When the three days run out, Barkow sends Dorn to the ranch, where he perches atop a hill with a sniper rifle. Anne also rides out to the ranch, and Covington shows her the pits of petroleum oil. Finally realizing Barkow's true intentions, Anne tells Covington she believes him and they kiss. Dorn opens fire with his rifle from afar, shooting J.T. in the heart and killing him. Barkow's thugs then steal Rodney's cattle and herd them into town. When Anne rides in and tells Barkow she believes Covington, he angrily beats her and forces the town's cowardly sheriff/justice of the peace to marry them in front of the townspeople, thereby giving him legal control over the ranch.
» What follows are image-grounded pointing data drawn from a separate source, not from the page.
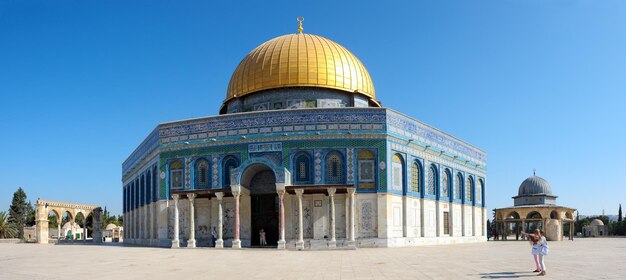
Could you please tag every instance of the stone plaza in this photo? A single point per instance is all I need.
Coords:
(585, 258)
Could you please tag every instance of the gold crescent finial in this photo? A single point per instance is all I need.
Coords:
(300, 28)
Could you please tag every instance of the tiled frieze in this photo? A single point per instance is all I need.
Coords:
(403, 125)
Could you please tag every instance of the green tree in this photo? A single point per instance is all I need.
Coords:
(7, 229)
(18, 211)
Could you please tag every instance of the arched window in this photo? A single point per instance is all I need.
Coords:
(416, 177)
(149, 187)
(432, 180)
(479, 191)
(202, 173)
(229, 164)
(447, 187)
(468, 189)
(397, 167)
(366, 166)
(458, 186)
(302, 168)
(176, 175)
(334, 168)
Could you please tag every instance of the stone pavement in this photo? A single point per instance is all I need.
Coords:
(599, 258)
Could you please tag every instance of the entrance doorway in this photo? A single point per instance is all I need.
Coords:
(264, 206)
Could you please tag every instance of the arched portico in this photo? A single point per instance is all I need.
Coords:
(44, 207)
(258, 188)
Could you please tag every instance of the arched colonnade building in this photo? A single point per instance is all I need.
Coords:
(535, 208)
(303, 150)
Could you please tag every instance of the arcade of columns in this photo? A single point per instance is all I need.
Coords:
(191, 243)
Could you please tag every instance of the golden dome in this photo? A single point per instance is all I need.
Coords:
(300, 60)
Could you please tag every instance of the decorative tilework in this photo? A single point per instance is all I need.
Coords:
(367, 215)
(274, 157)
(265, 147)
(229, 220)
(215, 159)
(318, 166)
(187, 172)
(401, 124)
(350, 165)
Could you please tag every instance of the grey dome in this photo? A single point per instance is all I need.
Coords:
(534, 185)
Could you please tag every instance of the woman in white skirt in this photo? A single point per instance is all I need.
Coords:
(543, 251)
(535, 247)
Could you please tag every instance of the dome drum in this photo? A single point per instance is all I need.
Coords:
(299, 61)
(294, 98)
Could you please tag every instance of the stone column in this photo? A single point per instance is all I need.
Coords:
(97, 225)
(191, 243)
(219, 243)
(300, 242)
(236, 240)
(175, 241)
(333, 240)
(281, 221)
(351, 240)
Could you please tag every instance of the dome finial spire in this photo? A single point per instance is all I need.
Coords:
(300, 20)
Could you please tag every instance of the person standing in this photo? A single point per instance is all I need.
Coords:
(534, 249)
(262, 238)
(543, 251)
(214, 236)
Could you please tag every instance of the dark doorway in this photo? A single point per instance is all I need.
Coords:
(264, 208)
(265, 216)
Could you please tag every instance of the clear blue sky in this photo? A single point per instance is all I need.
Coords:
(536, 84)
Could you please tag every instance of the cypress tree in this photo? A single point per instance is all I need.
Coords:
(18, 211)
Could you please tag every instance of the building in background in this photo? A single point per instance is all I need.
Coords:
(596, 228)
(535, 208)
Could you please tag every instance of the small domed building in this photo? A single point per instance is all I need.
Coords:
(303, 151)
(534, 208)
(596, 228)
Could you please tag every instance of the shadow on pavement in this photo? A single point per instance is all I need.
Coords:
(507, 274)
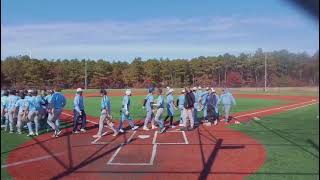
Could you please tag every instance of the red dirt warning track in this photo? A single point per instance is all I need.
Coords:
(212, 152)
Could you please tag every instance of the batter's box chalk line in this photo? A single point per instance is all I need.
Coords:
(154, 149)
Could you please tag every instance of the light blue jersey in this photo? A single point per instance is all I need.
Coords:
(105, 103)
(22, 105)
(196, 100)
(48, 98)
(170, 101)
(32, 103)
(126, 103)
(181, 101)
(58, 101)
(39, 103)
(160, 102)
(78, 103)
(4, 100)
(227, 99)
(11, 102)
(204, 96)
(149, 102)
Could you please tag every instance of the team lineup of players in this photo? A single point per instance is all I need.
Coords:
(42, 110)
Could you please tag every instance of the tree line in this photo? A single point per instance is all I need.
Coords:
(284, 68)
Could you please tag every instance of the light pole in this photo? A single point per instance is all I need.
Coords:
(265, 72)
(85, 75)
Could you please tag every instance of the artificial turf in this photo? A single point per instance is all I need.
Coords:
(92, 106)
(291, 140)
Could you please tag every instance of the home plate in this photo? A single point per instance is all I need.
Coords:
(143, 136)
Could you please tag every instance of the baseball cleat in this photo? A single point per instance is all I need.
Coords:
(145, 128)
(135, 128)
(97, 136)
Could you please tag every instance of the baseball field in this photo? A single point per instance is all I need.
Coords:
(277, 138)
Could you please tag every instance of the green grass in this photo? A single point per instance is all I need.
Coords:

Barkow then attempts to rape Anne in a hotel room, knocking her unconscious when she fights back.

Covington, Rock, and Gill hold a funeral for J.T., then load up their guns and ride into town to confront Barkow and Dorn. A furious gunfight ensues as Rock, Gill, and the town's general store owner take on Barkow and his thugs. Though Gill and the store owner are both shot and wounded, all of Barkow's men are gunned down, with Rock killing Luke by emptying his rifle into him. Meanwhile, Covington engages Dorn in a one-on-one shootout. Dorn appears to shoot Covington, but Covington plays dead and then shoots Dorn in the ankle and chest. Dorn slowly dies, and Covington holsters his weapon, only to be shot and wounded in the back by Barkow. Just as Barkow prepares to finish off Covington, Anne arrives and shoots him dead with Covington's rifle. With the battle over, the townspeople emerge from the buildings as Covington, Anne, Gill, and Rock reunite.

==Cast==
- Tom Selleck as Rafe Covington
- Virginia Madsen as Anne Rodney
- Wilford Brimley as Joe Gill
- David O'Hara as Brendan "Rock" Mullaney
- Christian Kane as John Thomas "J.T." Langston
- Mark Harmon as Bruce Barkow
- Brad Johnson as Beau Dorn
- Barry Corbin as Sheriff Walter Moncrief
- Ken Pogue as Gene Thompson
- Joanna Miles as Melissa Thompson
- Patrick Kilpatrick as Mike Taggart
- Rex Linn as Luke Taggart
- William Sanderson as Dewey, The Bartender
- Daniel Parker as Taggart Gang Member (credited as Daniel T. Parker)
- Marshall R. Teague as "Snake" Corville (credited as Marshall Teague)
- Carmen Moore as Dancing Flower
- James Nicholas as Chief Red Cloud
- Glen Gould as Bear Killer
- Michael O'Shea as Charles Rodney

==Production==
Filming took place in Calgary and at the CL Westerntown set and backlot in Cochrane, Alberta, Canada.

==Reception==
Crossfire Trail received mixed reviews from critics, earning a 40% rating on Rotten Tomatoes. While the musical score and cinematography received praise, most critics suggested the film added nothing new to the Western genre as a whole.